As a very first pass we can run a vector autoregression where we include all lags out to four weeks. This will test whether fluctuations in stock prices and DAT rates in the last four weeks have a causal impact on current fluctuations stock prices and DAT rates, allowing for correlation between the two series. The following table summarizes the results:
As shown, the only significant relationship in this VAR model is between freight rate fluctuations last week and freight rate fluctuations this week. Freight rates have momentum; an increase last week tends to mean an increase this week too. For example, a growing backlog of shipments in periods of low capacity could explain this momentum.
However, we see no evidence that past stock prices add any information to current freight rates. Not only are none of the other coefficients statistically significant but also their magnitudes are very small. An increase in stock prices now does not foretell an increase in truck costs later.

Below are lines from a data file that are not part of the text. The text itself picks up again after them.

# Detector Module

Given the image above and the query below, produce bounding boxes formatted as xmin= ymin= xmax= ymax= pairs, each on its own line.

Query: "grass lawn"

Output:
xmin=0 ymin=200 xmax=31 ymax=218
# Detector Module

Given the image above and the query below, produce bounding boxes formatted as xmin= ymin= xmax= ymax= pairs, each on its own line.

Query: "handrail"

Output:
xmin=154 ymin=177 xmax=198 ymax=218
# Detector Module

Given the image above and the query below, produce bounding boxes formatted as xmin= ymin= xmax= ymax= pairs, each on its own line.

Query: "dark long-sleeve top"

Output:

(Nothing affects first differences in stock prices. This is exactly what we would expect. Traders’ previous decisions on publicly available information means that only true surprises can affect prices.)
This regression uses an arbitrary four-week cutoff. We can make this result less arbitrary with some model selection. Specifically we can test all sets of lags out to 52 weeks (i.e. a year) and find the model which produces the best AIC:
As shown, this model selection prefers the single-lag model which captures the momentum in freight rates. This dominates any other model out to 52 weeks of lag. Longer-term fluctuations in freight rates and in asset-based carrier stock prices do not forecast current freight rates.
Our results suggest that asset-based carrier stock prices do not predict future freight rates as industry folklore would suggest. However, given that stock prices reflect very long-term expectations of profitability, this is arguably not surprising. Our results do show some momentum in freight rates, which is an interesting feature of the data.